Health Data Research UK fellow Dr Rosalind Eggo from the London School of Hygiene and Tropical Medicine (LSHTM) is helping to answer these questions by studying data from the Diamond Princess – a cruise ship that was struck by hundreds of cases of COVID-19 within a matter of weeks, back in February 2020.

Over the 14 days that the luxury vessel was quarantined off the Japanese coast, the 3,711 passengers and crew cooped up on board were extensively tested to measure COVID-19 infections. Around 700 people tested positive and nine died. 

The highly detailed data collected has presented scientists with what Rosalind calls a “rare and extremely valuable” opportunity to gain insights into how the virus spread within a closed population.

Whether it is seasonal flu or COVID-19, it’s always tricky to get an accurate picture of how many people infected with a virus will actually go on to die from it. If not all cases are reported or if only some of those who are infected are tested, the deadliness of the virus can be overestimated.

On the other hand, if a person dies of COVID-19 some time after testing positive and the death is not recorded as being due to the disease, it can make the virus appear less dangerous than it really is. Add to the mix the fact that being older or having underlying health conditions increases the risk, and it becomes a complicated picture.

Rosalind and her colleagues used three sets of publicly available data from research studies with the Diamond Princess passengers and crew, including World Health Organization reports. The data were anonymous with no links to the identities of the people involved. 

Using this data they were able to estimate both the share of confirmed cases that went on to die and the proportion of deaths among the total number of people infected, either knowingly or without symptoms. 

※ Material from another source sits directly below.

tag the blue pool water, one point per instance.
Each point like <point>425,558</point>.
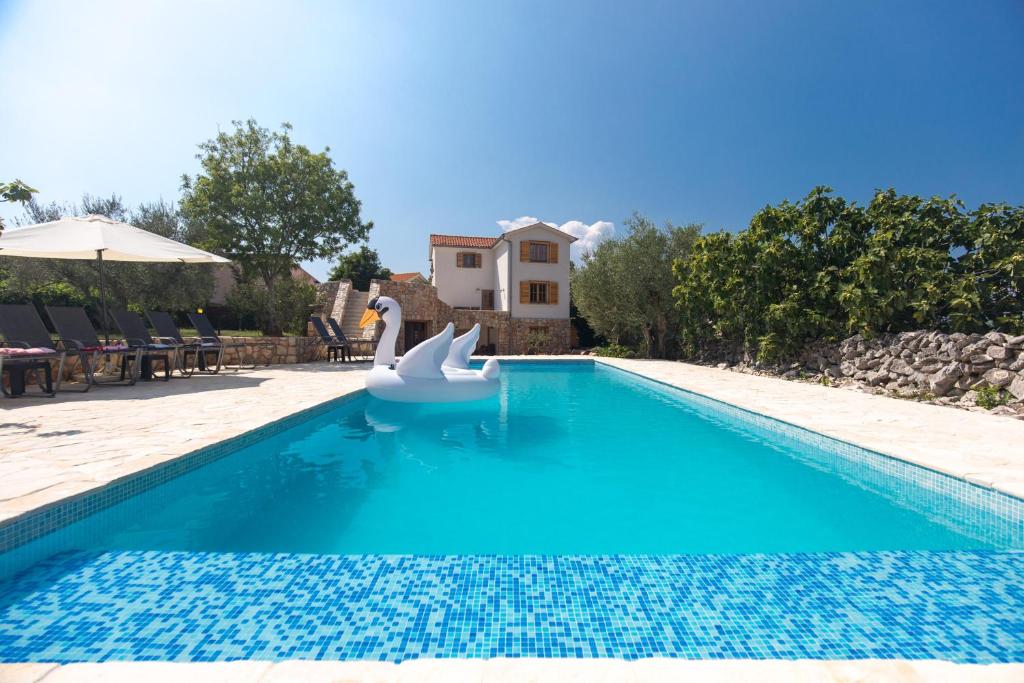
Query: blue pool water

The team adjusted their model to account for any delays between a positive test and dying from the disease by including another chunk of publicly available data from 72,000 people from the initial outbreak of the disease in Wuhan, China. And because the ship’s passengers had an average age of 58, the researchers also scaled their model to get an estimate for a broader range of ages, as seen in the Wuhan outbreak.

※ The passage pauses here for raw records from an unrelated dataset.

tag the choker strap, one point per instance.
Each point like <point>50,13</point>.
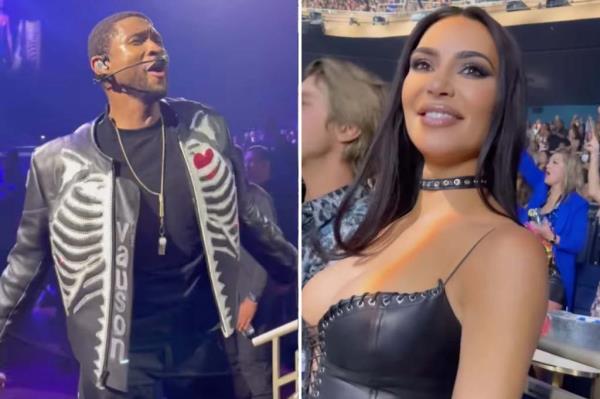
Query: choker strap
<point>452,183</point>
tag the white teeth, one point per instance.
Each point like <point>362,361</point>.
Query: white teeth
<point>438,115</point>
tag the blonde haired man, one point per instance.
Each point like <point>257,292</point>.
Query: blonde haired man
<point>341,108</point>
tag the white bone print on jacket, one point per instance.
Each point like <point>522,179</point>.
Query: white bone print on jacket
<point>81,243</point>
<point>214,184</point>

When they crunched the numbers, they estimated that only 1.3% of people with confirmed coronavirus infection go on to die from the disease. That’s two thirds lower than the World Health Organization’s estimate, which did not take into account that only a fraction of infected people are actually tested. 

The study findings underline the importance of both extensive testing and a long follow up period after a positive test result. It also shows that adjustments for age are really important to get a more accurate picture.

Further research by Rosalind and her colleagues at LSHTM, which has been published as a pre-print prior to peer-review, has been investigating how many people can be infected without having any symptoms at all (asymptomatic infection).

They compared data from initial tests done only on people who’d had symptoms with data from later mass-testing of nearly all passengers on the Diamond Princess. Their analysis suggests that around three quarters of people infected with SARS-CoV-2 may have had no obvious symptoms. 

If these asymptomatic ‘silent carriers’ are passing on the disease unknowingly, this could have implications for controlling spread of the virus in other closed populations, such as care homes or prisons, says Dr Rein Houben, lead author of the study.

“In these closed populations where the intensity of transmission gets very high very quickly or you have a higher number of vulnerable individuals, such as in care homes, you can’t rely on symptom screening alone. You need to do some form of testing individuals regardless of their symptoms, otherwise you’re at great risk of underestimating how many infections have happened,” he explains. 

Further exploration of health data will be essential to get answers. 

“These aren’t just numbers, these are people – the point of what we’re trying to do is to stop people getting COVID-19,” Rosalind says. “Having this kind of health data available means we can learn quickly enough about what’s happening in order to help keep everyone safe.”